In Feb 2017, the doctor prescribed propanolol, which I took 4 a day to help keep my HR stable and my mood more relaxed. I ended up stopping all exercise and being scared of my HR going over 100 at any time, it was a crippling 13-16 from then. I gained weight, got out of shape and felt miserable. This needed to stop.
Last year I took a change at work and went to a more relaxed environment to help reduce negativity around me. The pay was a little lower, but the workload is now reasonable and the office environment is much better for me.
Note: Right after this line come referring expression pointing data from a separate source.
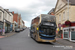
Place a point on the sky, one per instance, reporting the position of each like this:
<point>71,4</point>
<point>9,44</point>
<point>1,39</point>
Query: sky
<point>28,9</point>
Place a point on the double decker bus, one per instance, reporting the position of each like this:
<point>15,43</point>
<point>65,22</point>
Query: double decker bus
<point>43,28</point>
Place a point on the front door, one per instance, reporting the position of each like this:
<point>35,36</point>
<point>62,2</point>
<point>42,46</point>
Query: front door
<point>66,33</point>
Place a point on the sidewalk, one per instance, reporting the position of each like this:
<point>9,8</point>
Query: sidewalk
<point>65,42</point>
<point>8,34</point>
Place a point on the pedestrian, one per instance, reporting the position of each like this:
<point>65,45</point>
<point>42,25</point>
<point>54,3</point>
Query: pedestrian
<point>0,31</point>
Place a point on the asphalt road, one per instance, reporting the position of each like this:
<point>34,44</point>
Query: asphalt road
<point>22,41</point>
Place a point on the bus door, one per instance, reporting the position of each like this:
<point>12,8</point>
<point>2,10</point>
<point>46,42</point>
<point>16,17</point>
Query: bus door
<point>66,33</point>
<point>72,34</point>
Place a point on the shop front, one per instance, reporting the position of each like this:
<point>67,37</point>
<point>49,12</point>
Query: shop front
<point>7,26</point>
<point>69,31</point>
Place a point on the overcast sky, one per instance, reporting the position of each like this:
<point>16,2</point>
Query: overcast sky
<point>28,9</point>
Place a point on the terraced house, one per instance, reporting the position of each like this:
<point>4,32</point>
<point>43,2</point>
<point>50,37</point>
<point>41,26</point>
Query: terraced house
<point>65,13</point>
<point>6,19</point>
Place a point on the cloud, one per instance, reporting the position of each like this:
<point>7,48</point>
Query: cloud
<point>28,9</point>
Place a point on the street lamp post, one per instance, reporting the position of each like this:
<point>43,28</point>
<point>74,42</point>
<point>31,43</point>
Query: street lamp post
<point>68,9</point>
<point>4,28</point>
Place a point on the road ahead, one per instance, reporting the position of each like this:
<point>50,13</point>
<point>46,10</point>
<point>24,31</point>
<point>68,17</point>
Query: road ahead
<point>21,41</point>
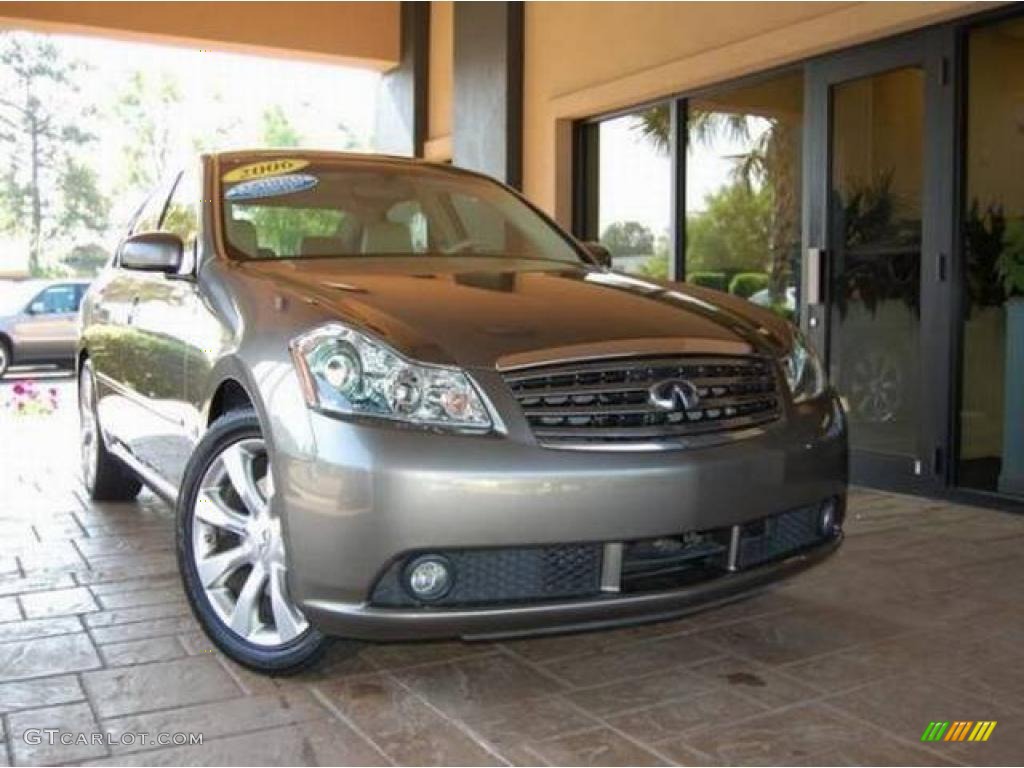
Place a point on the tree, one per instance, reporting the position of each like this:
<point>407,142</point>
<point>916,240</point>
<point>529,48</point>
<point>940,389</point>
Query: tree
<point>47,190</point>
<point>278,129</point>
<point>771,161</point>
<point>150,105</point>
<point>628,239</point>
<point>731,233</point>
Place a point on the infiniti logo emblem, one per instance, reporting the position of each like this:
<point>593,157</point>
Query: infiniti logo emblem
<point>674,394</point>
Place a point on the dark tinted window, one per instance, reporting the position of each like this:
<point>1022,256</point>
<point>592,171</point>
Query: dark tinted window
<point>57,300</point>
<point>182,210</point>
<point>153,212</point>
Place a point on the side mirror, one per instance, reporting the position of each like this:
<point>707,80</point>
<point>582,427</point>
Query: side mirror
<point>153,252</point>
<point>599,253</point>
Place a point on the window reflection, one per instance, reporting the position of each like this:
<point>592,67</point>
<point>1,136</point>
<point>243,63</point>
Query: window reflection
<point>635,197</point>
<point>743,192</point>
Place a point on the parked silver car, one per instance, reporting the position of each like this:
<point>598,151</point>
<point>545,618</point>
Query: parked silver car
<point>39,323</point>
<point>393,400</point>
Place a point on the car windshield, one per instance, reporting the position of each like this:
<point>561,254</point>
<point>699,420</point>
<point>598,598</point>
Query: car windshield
<point>288,208</point>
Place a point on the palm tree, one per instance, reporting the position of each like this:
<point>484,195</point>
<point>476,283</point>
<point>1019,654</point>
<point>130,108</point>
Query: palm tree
<point>771,161</point>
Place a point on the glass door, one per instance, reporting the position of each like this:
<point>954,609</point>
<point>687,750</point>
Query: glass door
<point>991,261</point>
<point>878,184</point>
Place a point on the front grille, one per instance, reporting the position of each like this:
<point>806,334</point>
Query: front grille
<point>574,571</point>
<point>779,536</point>
<point>608,400</point>
<point>504,576</point>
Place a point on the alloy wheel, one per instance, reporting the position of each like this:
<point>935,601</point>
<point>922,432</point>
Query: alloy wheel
<point>239,551</point>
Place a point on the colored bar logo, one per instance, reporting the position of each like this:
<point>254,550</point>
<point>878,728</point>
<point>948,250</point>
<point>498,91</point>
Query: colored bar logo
<point>958,730</point>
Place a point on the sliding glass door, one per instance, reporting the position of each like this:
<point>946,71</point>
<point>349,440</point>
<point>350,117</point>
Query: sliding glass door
<point>878,220</point>
<point>991,393</point>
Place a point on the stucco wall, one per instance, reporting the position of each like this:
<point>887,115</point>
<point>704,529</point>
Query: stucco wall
<point>360,34</point>
<point>586,58</point>
<point>440,77</point>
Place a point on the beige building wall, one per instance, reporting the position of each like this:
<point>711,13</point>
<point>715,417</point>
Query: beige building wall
<point>587,58</point>
<point>358,34</point>
<point>440,79</point>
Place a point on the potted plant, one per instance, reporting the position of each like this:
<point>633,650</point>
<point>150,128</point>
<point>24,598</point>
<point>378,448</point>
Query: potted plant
<point>1011,270</point>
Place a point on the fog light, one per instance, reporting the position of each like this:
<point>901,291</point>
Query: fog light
<point>828,519</point>
<point>428,578</point>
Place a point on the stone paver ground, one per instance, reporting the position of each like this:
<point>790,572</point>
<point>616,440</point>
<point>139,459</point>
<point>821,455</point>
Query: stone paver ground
<point>919,617</point>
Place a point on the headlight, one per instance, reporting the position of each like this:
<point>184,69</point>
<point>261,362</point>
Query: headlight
<point>804,372</point>
<point>345,372</point>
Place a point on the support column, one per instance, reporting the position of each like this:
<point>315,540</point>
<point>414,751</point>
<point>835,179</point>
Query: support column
<point>401,101</point>
<point>487,110</point>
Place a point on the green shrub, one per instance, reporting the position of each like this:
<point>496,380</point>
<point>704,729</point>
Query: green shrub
<point>717,281</point>
<point>745,285</point>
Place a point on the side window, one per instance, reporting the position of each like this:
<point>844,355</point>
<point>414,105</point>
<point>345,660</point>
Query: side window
<point>56,300</point>
<point>182,210</point>
<point>153,212</point>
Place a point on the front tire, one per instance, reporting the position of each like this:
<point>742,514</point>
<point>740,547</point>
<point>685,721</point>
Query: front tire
<point>105,478</point>
<point>231,553</point>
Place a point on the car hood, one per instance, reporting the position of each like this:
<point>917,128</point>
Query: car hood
<point>479,312</point>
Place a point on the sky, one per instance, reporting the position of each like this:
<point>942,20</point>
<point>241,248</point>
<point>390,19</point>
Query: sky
<point>316,97</point>
<point>219,88</point>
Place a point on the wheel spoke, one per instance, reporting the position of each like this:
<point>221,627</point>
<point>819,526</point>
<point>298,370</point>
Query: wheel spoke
<point>246,608</point>
<point>213,511</point>
<point>239,465</point>
<point>287,624</point>
<point>215,568</point>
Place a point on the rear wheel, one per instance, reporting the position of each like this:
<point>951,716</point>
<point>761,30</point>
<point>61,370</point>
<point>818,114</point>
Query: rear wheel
<point>231,552</point>
<point>105,478</point>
In the months that passed, I've only had two what I would call bad episodes - where instead of a racing pulse I get ectopic heartbeats for about a week. These came about under 2 instances of high stress. One was at the end of my probationary period and the second was when my partner lost her passport 8 days before we were due to fly. These were scarier than a racing pulse due to their unpredictable nature and I could feel each 'skipped bat' right through my chest. I did go to A&E the first time and also the doctors for various blood tests and apart from high blood pressure when I first went, everything checked out ok.
This year, so far I've had nothing particular bad in terms of panic attacks or physical responses to stress. I've ditched my Samsung phone in favor of a pixel 3, so I don;t have anything to measure my HR with. I've reduced my propanolol to the point where I can get away with not taking it for days. I do get days where I feel tense and anxious and I've been able to note these feelings and push through them. I've importantly opted against taking propanolol on these days so I've moving away from relying on a pill to feel safe (there have been times when my prescription ran out and I was almost in tears) .
I do still occasionally get ectopic heart beats when I make large changes (such as when I bought a new tv and more recently a new bbq) which I'm associating to buyers regret and the guilt I feel when I spend a lot of cash on myself. Again, I've been able to refrain from seeking medical assistance and I've taken them in my stride. People get these things and its natural to get one every now and again.
To help myself trust my own body again, I've began walking the 3.5 miles to work each day and beginning last week, walk home on alternating days (400 ft elevation is a PITA). Apart from reducing my use of pills, this has brought on such a massive positive change to me. I'm beginning to actively want to workout again and I hope in the next few weeks to gain the courage to stop walking to work and start running / jogging.
Baby steps though.
My one regret on my journey so far is that I haven't had the courage to seek proper therapy. I've tried to go alone on this and I don't know why. Well i think I do, which is that talking therapies has done nothing for my partner, who suffers from depression.